Many of the lessons here are similarly shared by OWASP’s Session Management Cheat Sheet.

  1. Any information you want to keep about a user, or their browser session, should ideally be stored entirely on the server side, accessed (or indexed) by a primary key that is a totally meaningless string of gibberish.
  2. That meaningless string of gibberish will be your session ID. It must be long enough. OWASP says 16 bytes. I say, bytes are cheap on today’s storage and network bandwidth. Surely 32 bytes is not an issue, except of course for the bad guys.
  3. That meaningless string of gibberish needs to be random. As random as you can make them to be. For goodness sake MySQL’s AUTO_INCREMENT is… erm, anyone who uses that for a session ID should be banned from programming for life. Session IDs are the key. If someone can guess a workable key, then they can unlock something. Spend some time to learn about producing a cryptographically secure random hash. (This appears to be the problem with the M1’s vulnerability.)
  4. Avoid using default cookie names for holding the session ID. It may leak information about the programming language or application framework that you use. Of course, I’m not saying you should depend on obscurity as your method of security. We are just trying to make life tougher for the bad fellows.
  5. As mentioned already, your session ID is like a key. Make sure you help the user to protect it. Don’t pass session IDs in cleartext. In other words, use HTTPS. Make sure under no circumstances are session IDs exposed on HTTP. Mark the cookie “secure”, so that browsers will not transmit such cookies in cleartext HTTP.
  6. Better yet, use a different domain name entirely for content that is secure, which will use sessions, or which will have to deal with personal or sensitive information. Make the entire site HTTPS only, with no HTTP listener. Don’t even think about an auto-redirect from HTTP to HTTPS.
  7. Mark the cookie “HttpOnly”, so that browsers will not let scripts access the cookies. This will give a layer of protection against XSS attacks.
  8. You may want to set a cookie expiry, but you had better not depend on the browser to expire the cookie. Expires your sessions yourself, in your own backend.
  9. Remember to treat cookies data as untrusted input just like any other input you receive from a browser.

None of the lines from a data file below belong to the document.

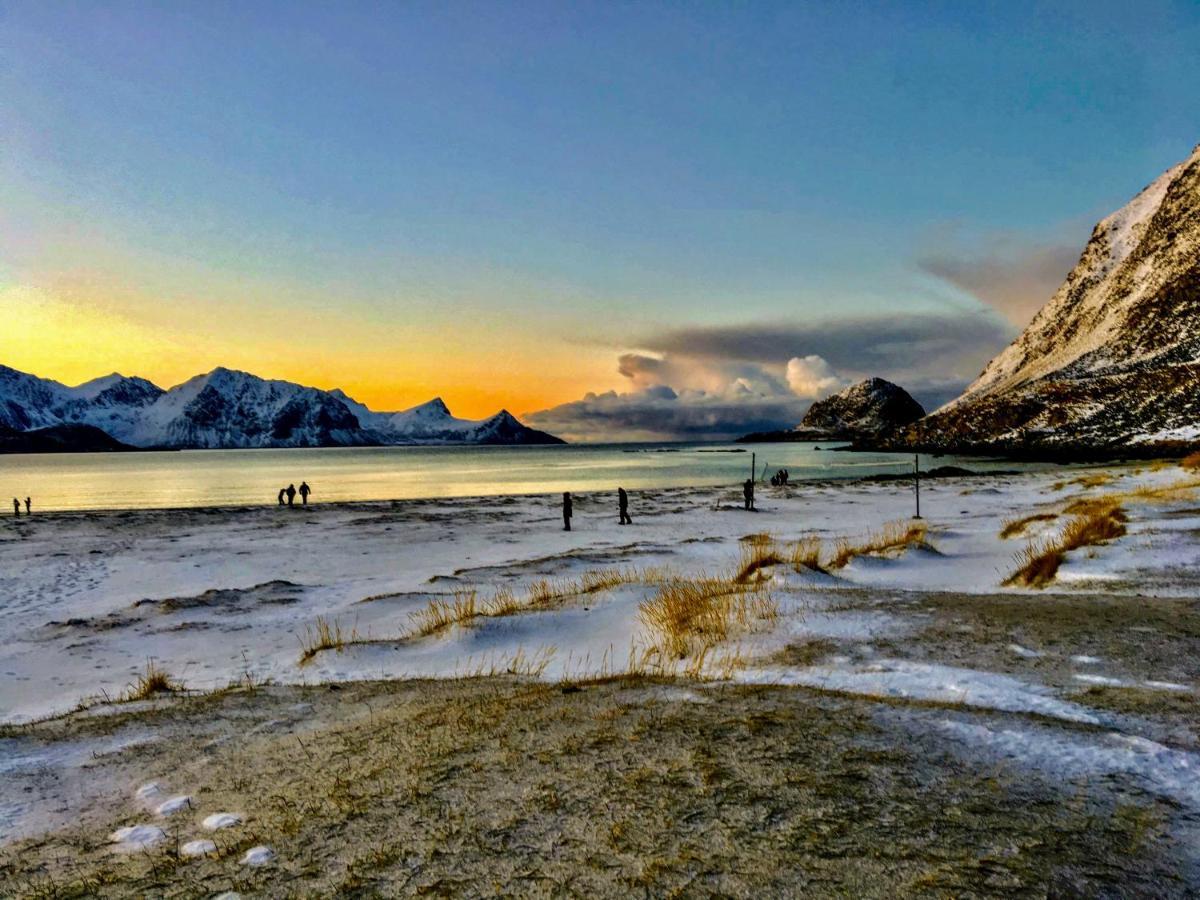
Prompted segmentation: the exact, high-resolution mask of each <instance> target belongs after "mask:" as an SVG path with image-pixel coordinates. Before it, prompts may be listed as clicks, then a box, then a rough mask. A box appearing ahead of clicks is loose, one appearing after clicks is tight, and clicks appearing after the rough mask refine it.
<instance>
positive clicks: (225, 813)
mask: <svg viewBox="0 0 1200 900" xmlns="http://www.w3.org/2000/svg"><path fill="white" fill-rule="evenodd" d="M240 823H241V816H239V815H238V814H236V812H214V814H212V815H211V816H208V817H206V818H205V820H204V822H203V826H204V827H205V828H208V829H209V830H210V832H215V830H217V829H218V828H233V827H234V826H235V824H240Z"/></svg>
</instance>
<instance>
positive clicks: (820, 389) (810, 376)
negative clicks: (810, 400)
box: [787, 354, 848, 400]
mask: <svg viewBox="0 0 1200 900" xmlns="http://www.w3.org/2000/svg"><path fill="white" fill-rule="evenodd" d="M847 384H848V383H847V382H846V379H844V378H841V377H840V376H839V374H838V373H836V372H834V371H833V366H830V365H829V364H828V362H826V360H824V359H822V358H821V356H817V355H816V354H811V355H808V356H792V359H790V360H788V361H787V386H788V388H791V389H792V392H793V394H796V395H797V396H798V397H804V398H806V400H821V398H823V397H828V396H829V395H830V394H836V392H838V391H840V390H841V389H842V388H845V386H846V385H847Z"/></svg>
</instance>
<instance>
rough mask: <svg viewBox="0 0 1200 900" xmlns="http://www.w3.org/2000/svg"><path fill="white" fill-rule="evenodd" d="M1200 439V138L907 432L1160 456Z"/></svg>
mask: <svg viewBox="0 0 1200 900" xmlns="http://www.w3.org/2000/svg"><path fill="white" fill-rule="evenodd" d="M1198 440H1200V146H1196V148H1195V149H1194V150H1193V151H1192V155H1190V156H1189V157H1188V158H1187V160H1184V161H1183V162H1181V163H1180V164H1177V166H1174V167H1172V168H1170V169H1168V170H1166V172H1165V173H1163V174H1162V175H1160V176H1159V178H1157V179H1156V180H1154V181H1153V182H1151V184H1150V185H1148V186H1147V187H1146V188H1145V190H1142V191H1141V192H1140V193H1139V194H1138V196H1136V197H1134V198H1133V200H1130V202H1129V203H1128V204H1127V205H1126V206H1123V208H1122V209H1120V210H1117V211H1116V212H1114V214H1112V215H1110V216H1108V217H1106V218H1104V220H1102V221H1100V222H1099V223H1098V224H1097V226H1096V228H1094V229H1093V230H1092V235H1091V239H1090V240H1088V241H1087V245H1086V246H1085V247H1084V252H1082V256H1081V257H1080V259H1079V263H1078V264H1076V265H1075V268H1074V269H1073V270H1072V271H1070V274H1069V275H1068V276H1067V280H1066V282H1063V284H1062V287H1061V288H1058V290H1057V292H1056V293H1055V295H1054V296H1052V298H1051V299H1050V301H1049V302H1048V304H1046V305H1045V306H1044V307H1043V308H1042V310H1040V312H1038V314H1037V316H1036V317H1034V318H1033V320H1032V322H1031V323H1030V325H1028V328H1026V329H1025V331H1024V332H1022V334H1021V335H1020V336H1019V337H1018V338H1016V340H1015V341H1014V342H1013V343H1012V344H1010V346H1009V347H1008V348H1007V349H1004V350H1003V352H1002V353H1001V354H1000V355H997V356H996V358H995V359H992V360H991V362H989V364H988V366H986V367H985V368H984V371H983V373H982V374H980V376H979V377H978V378H977V379H976V380H974V382H973V383H972V384H971V385H970V386H968V388H967V389H966V391H965V392H964V394H962V395H961V396H960V397H959V398H958V400H954V401H953V402H950V403H948V404H946V406H944V407H942V408H940V409H937V410H936V412H934V413H932V414H931V415H929V416H926V418H924V419H922V420H920V421H918V422H916V424H914V425H912V426H910V427H908V428H907V430H905V431H902V432H901V433H900V436H899V437H898V438H896V439H895V440H894V442H893V443H894V444H898V445H901V446H919V448H925V449H940V450H960V451H961V450H980V451H1001V452H1034V454H1037V452H1045V451H1055V450H1067V451H1088V452H1099V454H1104V455H1114V454H1117V455H1120V454H1135V455H1154V454H1159V452H1163V451H1170V450H1178V449H1182V448H1184V446H1187V445H1193V444H1195V443H1196V442H1198Z"/></svg>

Sometimes there are valid reasons to bend some rules. Sure, but you had better understand what you’re doing and decide if the security issues have been properly addressed, and the risks are sufficiently mitigated.

For example, an application may want to use cookies to contain data in order to avoid a session lookup at the server end. Often session lookups mean a database read, and that may be costly compared to, say, an alternative solution involving signing the cookie data. Just signing along may not be enough, because you may need to guard against replay attacks. The point here is you need to understand what you’re doing, and what you’re up against. Attackers don’t have to use your app the way you intended it to be used. For that matter, attackers don’t have to follow your app flow the way it was meant to flow.

One could write a whole book, or a whole website (which is what OWASP has done), about web application security. There is no way I can scratch the surface in a blog post. I do hope this will raise some awareness that cookie management is not something so trivial.